Just to make things a bit worse, there are also a few devices with a seemingly real RTC device, but without battery power...
So, once they get the proper time, they stay correctly in time, independently of the CPU load and drift.
But originally at boot, the hardware RTC has a wrong initial time, so our boot time-setting scripts need to try to detect that.
Latest fix for that "fake RTC" was merged last year:
Nice of you to tell me. Its needed information
I guess Raspberry Pi s are more modular and flexible and can fit in any work condition according to one's need as it gets extended with more hardware additions according to needs of people.
I never tried a Raspberry Pi but a/c to what I have heard, they are quite expensive for one's need instead of readymade routors as we have to buy separate modular parts and assemble them, and each of these parts are somewhat expensive.
Please correct me as I might be wrong
This comes down to what you'll be doing with a Pi.
For example, if you're running a wired router, it's actually quite capable and not very expensive for this purpose. Most users will opt to add a second NIC via USB (around $10-25 USD). While not the cheapest option, it does actually perform very well.
Wifi, on the other hand, is low end on all Raspberry Pi devices, and therefore it's always better and more cost effective to buy a purpose built AP (or wifi-router all-in-one unit) if wifi performance matters. The use of USB wifi adapters is hit-or-miss and generally still results in poor wifi performance (albeit better than the Pi's built-in wifi).

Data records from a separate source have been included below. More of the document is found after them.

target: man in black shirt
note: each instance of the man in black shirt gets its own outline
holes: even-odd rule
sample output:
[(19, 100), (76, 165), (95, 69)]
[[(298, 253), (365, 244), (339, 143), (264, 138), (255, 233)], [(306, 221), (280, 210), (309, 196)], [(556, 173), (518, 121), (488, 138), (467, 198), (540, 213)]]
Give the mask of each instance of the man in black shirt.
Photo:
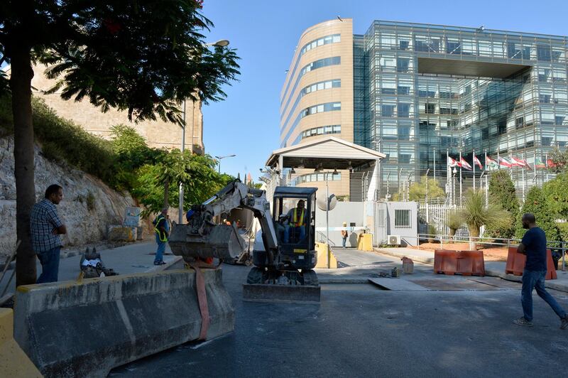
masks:
[(520, 303), (524, 315), (513, 320), (518, 325), (532, 327), (532, 289), (535, 288), (538, 296), (548, 303), (560, 318), (560, 328), (568, 327), (568, 315), (545, 288), (546, 276), (546, 235), (540, 227), (537, 227), (535, 215), (527, 213), (521, 219), (523, 228), (528, 229), (519, 244), (518, 252), (527, 255), (527, 262), (523, 271), (523, 288)]

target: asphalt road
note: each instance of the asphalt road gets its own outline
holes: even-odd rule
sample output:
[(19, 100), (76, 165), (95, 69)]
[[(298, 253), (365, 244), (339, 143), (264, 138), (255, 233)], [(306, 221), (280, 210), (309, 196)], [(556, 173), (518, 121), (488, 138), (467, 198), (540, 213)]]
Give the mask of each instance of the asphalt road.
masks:
[[(512, 323), (522, 315), (516, 284), (502, 281), (501, 286), (495, 279), (495, 290), (476, 290), (460, 286), (460, 278), (452, 290), (420, 292), (329, 284), (322, 286), (320, 306), (267, 304), (243, 302), (241, 285), (248, 269), (224, 267), (236, 311), (234, 333), (173, 348), (117, 368), (110, 376), (518, 378), (567, 374), (568, 330), (559, 329), (559, 320), (544, 301), (535, 298), (534, 328)], [(430, 282), (428, 276), (416, 279)], [(551, 292), (568, 308), (568, 295)]]

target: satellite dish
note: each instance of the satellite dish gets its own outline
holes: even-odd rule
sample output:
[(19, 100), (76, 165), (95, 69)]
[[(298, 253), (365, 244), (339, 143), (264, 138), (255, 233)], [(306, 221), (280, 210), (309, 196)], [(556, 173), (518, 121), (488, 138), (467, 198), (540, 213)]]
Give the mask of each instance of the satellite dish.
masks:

I've just freed up a Pi4 from another task and put OpenWrt on it as my VPN applicance -- it is so much faster than my previous VPN that it is silly I hadn't done this earlier.
Thanks for informing as I was considering to buy Raspberry Pie for use only as a wireless routor
As a last hopeful resort though it might sound dumb, is it possible to increase wifi performance if its possible to connect external antennas to Raspberry Pi ?
If performance is so well, then I will try Raspberry Pi as wired routor considering its flexibility and modularity for different usecases
I thought people bought Raspberry Pi s because they were 'all in ones' due to their flexibility and worked in all usecases. So, Raspberrry Pi also has its own advantages and disadvantages a/c to different uses, good information before buying.
Thank you
Nope. Spend the money on a proper AP device -- even an older 802.11n AP can outperform the Pi's built-in wifi.
This is reasonable... but keep in mind that if you are also buying another wifi AP, you may or may not want an integrated all-in-one unit instead of separate devices. That comes down to your network design, though.
not as wifi routers. Some people do use it for wifi (especially as a travel router), but there are much better options out there.
For other things -- wired router, general linux box, cheap/low power desktop replacement for basic web and such, automation controllers, etc... they're great.